Kata triliteral semitik ‘sin-lam-mim’ menurunkan beberapa istilah terpenting dalam pemahaman keislaman, yaitu “Islam” dan “Muslim”. Semuanya berakar dari kata “salam” yang berarti kedamaian. Syamsul kemudian mengutip Hadis Nabi yang berkaitan dengan definisi ‘islam’. Hadis tersebut berbunyi ‘al-muslimu man salima al-muslimuna min lisanihi wa yadihi’ yang berarti seorang muslim adalah orang yang mendapat kedamaian dan terhindar dari kekerasan lidah dan tangan orang lain.
“Jadi orang muslim itu sumber kedamaian, dan selalu menghindarkan orang lain dari kekerasan yang dia lakukan baik melalui mulut seperti di medsos apalagi melalui kekerasan fisik,” tutur Syamsul.
Muslim yang baik adalah orang yang damai dalam dirinya dan selalu menebarkan kedamaian untuk orang lain. Kedamaian akan memberi kehidupan yang adil, maslahat, tentram, dan penuh dengan kebahagiaan. Karenanya, jelaslah bahwa kekerasan, kebencian, dan permusuhan bukan bagian dari ajaran Islam.
Selain bermakna ‘damai’, kata ‘islam’ juga berarti keluar dari satu tempat menuju ruang baru. Dalam pepatah Arab dikatakan ‘kuntu ra’iya ibilin fa aslamtu ‘anha’ yang berarti ‘dulu aku seorang pengembala lalu aku keluar mencari kehidupan yang baru’. Dalam pepatah tersebut kata ‘aslamtu’ dimaknai dengan ‘perubahan menuju yang baru’.
“Jadi dalam kata ‘islam’ itu terdapat kemajuan yaitu orang yang selalu mengubah kondisi yang sekarang menuju kondisi yang lebih baik,” kata Syamsul.
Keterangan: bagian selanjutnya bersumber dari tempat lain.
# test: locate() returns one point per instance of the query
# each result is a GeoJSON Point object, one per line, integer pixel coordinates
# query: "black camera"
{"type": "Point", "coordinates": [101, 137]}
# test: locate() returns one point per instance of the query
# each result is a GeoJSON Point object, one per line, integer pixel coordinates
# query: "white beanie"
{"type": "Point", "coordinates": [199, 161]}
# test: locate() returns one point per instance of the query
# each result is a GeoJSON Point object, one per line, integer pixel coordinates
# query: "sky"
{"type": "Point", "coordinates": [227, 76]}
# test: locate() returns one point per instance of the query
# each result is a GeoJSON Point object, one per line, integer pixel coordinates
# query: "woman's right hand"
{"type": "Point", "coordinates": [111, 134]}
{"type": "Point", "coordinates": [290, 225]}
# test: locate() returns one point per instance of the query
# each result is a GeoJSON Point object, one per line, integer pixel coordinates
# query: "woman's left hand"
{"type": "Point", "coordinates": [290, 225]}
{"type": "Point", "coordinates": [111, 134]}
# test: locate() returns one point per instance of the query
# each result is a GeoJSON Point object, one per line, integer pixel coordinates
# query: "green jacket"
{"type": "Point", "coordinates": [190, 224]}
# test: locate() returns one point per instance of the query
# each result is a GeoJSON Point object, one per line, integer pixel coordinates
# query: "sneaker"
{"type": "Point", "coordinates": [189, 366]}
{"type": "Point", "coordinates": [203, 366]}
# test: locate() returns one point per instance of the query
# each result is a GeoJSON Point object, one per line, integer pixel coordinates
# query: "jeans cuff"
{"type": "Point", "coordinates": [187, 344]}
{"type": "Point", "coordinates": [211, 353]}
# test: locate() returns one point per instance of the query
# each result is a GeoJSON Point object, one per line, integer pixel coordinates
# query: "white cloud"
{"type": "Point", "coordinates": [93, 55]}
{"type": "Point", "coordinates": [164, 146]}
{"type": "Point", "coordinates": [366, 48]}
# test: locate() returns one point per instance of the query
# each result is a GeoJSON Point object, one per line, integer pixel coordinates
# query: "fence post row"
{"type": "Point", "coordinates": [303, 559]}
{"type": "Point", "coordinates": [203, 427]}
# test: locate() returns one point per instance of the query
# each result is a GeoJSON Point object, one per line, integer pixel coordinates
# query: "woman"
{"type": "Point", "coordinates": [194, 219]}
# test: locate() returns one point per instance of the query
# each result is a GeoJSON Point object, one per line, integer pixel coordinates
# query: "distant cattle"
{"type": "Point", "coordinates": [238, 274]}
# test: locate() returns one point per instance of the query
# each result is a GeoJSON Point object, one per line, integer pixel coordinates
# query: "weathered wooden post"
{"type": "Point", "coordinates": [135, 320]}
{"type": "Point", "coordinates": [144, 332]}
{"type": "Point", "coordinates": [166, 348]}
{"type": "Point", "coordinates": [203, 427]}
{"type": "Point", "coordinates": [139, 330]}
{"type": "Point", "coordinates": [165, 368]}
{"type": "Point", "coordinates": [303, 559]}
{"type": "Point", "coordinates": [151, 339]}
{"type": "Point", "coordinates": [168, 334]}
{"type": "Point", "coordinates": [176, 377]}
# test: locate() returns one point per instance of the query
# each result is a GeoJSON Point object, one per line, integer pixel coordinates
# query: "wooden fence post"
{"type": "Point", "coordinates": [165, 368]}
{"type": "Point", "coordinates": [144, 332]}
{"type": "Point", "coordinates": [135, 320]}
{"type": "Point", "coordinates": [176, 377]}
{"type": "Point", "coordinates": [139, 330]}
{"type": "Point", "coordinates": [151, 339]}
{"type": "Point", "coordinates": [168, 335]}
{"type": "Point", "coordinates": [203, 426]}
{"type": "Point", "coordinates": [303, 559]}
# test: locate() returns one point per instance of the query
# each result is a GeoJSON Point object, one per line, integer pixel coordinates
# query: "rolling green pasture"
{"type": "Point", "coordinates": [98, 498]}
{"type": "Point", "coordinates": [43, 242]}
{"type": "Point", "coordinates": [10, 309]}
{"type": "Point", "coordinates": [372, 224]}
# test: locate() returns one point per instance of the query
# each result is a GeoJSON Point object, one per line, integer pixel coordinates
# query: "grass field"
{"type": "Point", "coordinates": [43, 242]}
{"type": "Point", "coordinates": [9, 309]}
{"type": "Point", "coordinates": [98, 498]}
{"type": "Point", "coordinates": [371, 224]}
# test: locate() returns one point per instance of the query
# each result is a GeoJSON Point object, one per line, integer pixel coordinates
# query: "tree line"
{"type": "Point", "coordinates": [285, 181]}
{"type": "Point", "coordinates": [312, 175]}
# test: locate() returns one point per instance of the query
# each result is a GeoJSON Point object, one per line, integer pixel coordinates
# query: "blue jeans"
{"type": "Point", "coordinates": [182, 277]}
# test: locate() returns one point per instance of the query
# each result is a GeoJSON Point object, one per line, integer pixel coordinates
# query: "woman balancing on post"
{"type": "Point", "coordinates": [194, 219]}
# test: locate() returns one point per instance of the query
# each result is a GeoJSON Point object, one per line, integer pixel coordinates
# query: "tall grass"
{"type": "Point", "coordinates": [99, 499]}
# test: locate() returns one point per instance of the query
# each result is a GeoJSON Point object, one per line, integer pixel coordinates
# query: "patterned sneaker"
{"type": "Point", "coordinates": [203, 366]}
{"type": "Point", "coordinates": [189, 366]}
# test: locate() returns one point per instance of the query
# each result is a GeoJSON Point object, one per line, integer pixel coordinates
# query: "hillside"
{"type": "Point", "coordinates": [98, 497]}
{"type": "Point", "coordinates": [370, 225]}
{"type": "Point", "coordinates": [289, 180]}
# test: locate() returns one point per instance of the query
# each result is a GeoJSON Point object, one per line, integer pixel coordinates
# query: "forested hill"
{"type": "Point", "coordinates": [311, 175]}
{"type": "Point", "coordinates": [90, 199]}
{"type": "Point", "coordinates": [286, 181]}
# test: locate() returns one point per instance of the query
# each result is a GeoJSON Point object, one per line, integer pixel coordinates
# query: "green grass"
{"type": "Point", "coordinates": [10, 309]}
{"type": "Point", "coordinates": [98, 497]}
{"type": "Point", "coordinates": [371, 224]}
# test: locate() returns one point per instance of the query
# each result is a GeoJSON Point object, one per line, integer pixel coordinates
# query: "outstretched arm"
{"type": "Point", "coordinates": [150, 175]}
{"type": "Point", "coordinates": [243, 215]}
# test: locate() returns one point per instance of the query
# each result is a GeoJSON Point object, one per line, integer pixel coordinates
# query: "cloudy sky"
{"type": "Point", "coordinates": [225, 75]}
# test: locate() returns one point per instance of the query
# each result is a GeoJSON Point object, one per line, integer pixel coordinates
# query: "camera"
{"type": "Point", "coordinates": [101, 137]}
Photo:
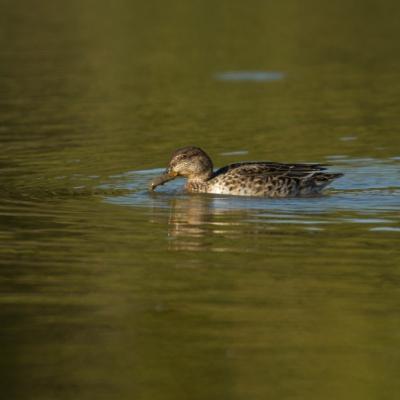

Karenanya, tidak heran jika muncul sebuah adagium ‘Islam sholihun li kulli zaman wa makan’ atau Islam itu sesuai dengan waktu dan tempat. Artinya keluwesan inilah yang menjadikan Islam arif dan mudah didakwahkan kepada umat manusia. Ajaran yang terkandung di dalamnya bijaksana yang meninggalkan kesan kaku dan tidak dapat beradaptasi. Tetapi justru Islam mampu menjawab tantangan kontemporer.
Makna ketiga dari kata ‘islam’ selain ‘damai’ dan ‘ke tempat yang baru’ juga berarti ‘sullam’ atau ‘tangga’. Dari pengertian tersebut, Syamsul menerangkan bahwa kata ‘islam’ bermakna selalu meningkatan kualitas kehidupan manusia.